ASOCIACIÓN DE MARÍA AUXILIADORA

 

La Asociación de María Auxiliadora fue fundada por D. Bosco, como instrumento privilegiado para "propagar la devoción a la Santísima Virgen y el culto a Jesús Sacramentado". La Asociación fue erigida canónicamente en el Santuario de María Auxiliadora de Turín en abril del 1869 y considerada como parte integrante de la Sociedad Salesiana, y en 1989, el 24 de Julio se reconoce oficialmente la pertenencia de la Asociación María Auxiliadora a la Familia Salesiana. La confianza que D. Bosco tenía en María Auxiliadora fue lo que le hizo dar vida a lo que en ese momento se llamaba Archicofradía de María Auxiliadora para irradiar en el mundo la devoción a la Virgen, invocada bajo ese título. Su confianza en María Auxiliadora encontró en la Asociación una la de las expresiones sencillas y prácticas para la defensa de la fe en los ambientes populares.

Historia

En Mérida y siguiendo su ejemplo y nació una primera Asociación con la llegada de los Salesianos a nuestra ciudad, situada en la barriada de su nombre, más adelante con la expansión de nuestra ciudad y estando como director D. Eusebio López Rubio, se vió la necesidad de crear una nueva Asociación que pudiera atender y propagar la devoción a María por todos los rincones de nuestra crecida ciudad y a los que no llegaba a la primera Asociación. Así nació nuestra asociación María Auxiliadora (Mérida - Centro), actualmente llamada A.D.M.A. (Mérida-Colegio) ya que el centro también quedó pequeño y nacieron lugares periféricos como Polígono Nueva Ciudad, Urbanización Jardín Botánico, Los Bodegones, Urbanización El Disco... y muchas otras. Lugares en los que hemos introducido nuestra Asociación y devoción a nuestra Madre Auxiliadora.

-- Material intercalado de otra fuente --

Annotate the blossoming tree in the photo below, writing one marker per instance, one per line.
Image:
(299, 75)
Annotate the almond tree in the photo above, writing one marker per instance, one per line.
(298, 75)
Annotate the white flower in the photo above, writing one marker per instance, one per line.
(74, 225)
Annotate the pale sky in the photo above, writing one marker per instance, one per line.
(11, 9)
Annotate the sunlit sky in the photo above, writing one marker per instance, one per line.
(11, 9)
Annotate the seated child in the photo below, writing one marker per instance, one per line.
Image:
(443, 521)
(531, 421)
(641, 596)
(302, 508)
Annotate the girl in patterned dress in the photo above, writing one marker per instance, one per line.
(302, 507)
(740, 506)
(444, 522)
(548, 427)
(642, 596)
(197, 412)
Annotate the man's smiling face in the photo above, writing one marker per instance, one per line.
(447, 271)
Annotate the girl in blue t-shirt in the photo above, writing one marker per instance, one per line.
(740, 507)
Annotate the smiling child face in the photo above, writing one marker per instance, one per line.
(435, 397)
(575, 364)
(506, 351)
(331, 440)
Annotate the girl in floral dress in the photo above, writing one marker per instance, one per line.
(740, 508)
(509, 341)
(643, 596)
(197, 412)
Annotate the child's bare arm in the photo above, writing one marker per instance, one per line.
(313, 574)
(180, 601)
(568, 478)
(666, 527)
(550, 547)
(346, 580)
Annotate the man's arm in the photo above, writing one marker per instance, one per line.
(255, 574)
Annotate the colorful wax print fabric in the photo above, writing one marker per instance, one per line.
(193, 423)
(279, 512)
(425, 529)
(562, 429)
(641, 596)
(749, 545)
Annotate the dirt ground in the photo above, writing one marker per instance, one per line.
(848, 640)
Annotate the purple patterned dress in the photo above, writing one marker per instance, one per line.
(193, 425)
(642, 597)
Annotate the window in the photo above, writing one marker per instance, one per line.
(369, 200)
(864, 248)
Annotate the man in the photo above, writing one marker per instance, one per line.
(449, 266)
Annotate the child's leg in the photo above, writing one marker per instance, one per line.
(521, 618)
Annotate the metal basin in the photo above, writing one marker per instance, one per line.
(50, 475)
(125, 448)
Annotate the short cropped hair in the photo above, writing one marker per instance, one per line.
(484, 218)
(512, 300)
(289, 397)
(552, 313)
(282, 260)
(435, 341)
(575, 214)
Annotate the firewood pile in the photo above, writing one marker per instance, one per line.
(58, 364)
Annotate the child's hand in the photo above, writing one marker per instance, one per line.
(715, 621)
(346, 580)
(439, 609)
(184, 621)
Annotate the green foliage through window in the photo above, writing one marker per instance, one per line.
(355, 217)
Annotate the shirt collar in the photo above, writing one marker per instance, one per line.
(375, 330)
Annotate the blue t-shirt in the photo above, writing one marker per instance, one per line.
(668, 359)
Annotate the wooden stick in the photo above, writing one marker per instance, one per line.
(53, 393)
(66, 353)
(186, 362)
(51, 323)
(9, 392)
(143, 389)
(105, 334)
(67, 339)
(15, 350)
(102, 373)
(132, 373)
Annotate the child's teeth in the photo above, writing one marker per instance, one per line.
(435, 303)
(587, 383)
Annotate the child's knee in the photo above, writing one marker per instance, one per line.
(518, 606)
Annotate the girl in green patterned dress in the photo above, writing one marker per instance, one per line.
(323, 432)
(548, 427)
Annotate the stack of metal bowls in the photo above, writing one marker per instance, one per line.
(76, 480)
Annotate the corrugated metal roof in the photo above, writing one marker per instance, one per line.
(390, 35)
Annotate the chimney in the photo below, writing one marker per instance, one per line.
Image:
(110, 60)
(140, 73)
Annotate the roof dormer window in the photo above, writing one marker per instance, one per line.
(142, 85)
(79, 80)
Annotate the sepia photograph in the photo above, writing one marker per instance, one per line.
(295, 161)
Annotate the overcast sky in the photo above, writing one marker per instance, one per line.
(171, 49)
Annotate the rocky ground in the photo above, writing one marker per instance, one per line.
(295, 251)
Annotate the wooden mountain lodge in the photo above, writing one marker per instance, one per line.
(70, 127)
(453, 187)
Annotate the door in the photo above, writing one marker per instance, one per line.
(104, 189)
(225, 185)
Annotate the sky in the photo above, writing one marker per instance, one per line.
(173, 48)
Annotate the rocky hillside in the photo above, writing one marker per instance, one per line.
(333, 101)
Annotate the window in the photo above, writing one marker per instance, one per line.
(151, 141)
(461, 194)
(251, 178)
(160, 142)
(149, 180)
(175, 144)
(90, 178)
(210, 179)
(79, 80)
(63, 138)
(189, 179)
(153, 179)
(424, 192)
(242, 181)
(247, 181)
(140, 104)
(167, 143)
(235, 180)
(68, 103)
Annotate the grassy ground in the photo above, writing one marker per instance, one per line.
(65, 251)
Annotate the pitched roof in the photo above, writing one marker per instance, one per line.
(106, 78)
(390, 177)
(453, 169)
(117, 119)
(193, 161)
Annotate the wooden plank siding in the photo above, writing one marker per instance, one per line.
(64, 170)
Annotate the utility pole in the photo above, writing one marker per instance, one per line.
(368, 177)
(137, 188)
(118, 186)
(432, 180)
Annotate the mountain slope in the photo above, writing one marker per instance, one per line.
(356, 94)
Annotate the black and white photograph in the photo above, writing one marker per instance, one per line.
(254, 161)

Los asociados que formamos parte de ella no comprometemos a:

Objetivos

Como María permanecer abiertos al Espíritu Santo para ser dóciles, como Ella, a la voluntad del Padre. Como María, Madre de la Esperanza, vivir con gozo nuestra vocación cristiana para ser testimonio de solidaridad con los más necesitados. Imitando a María como Madre de la Iglesia invitar a los jóvenes a compartir con nosotros la experiencia de alegrarse con lo que poseen, a darse sin recompensa y a descubrir caminos nuevos para ser verdaderos testigos del Reino.

Líneas de acción

Dedicamos en nuestra reunión mensual, un tiempo de estudio de los subsidios elaborados por la Inspectoría. Procuramos: Momentos de formación para los asociados, escuela de celadoras, Eucaristía domiciliaria, Vigilia de la Inmaculada, oración por las vocaciones, retiros trimestrales de la Familia Salesiana, ejercicios espirituales. Ponemos en práctica el consejo de San Francisco de Sales, modelo por el que nuestro fundador Don Bosco animó a sus seguidores: "Tened el ánimo fuerte y humilde" desde aquí, los acontecimientos menos afortunados del día los iluminaremos bajo el prisma de la fe. Tratamos de entusiasmar a gente joven que no pertenece a la Asociación, para conocer y amar a María Auxiliadora.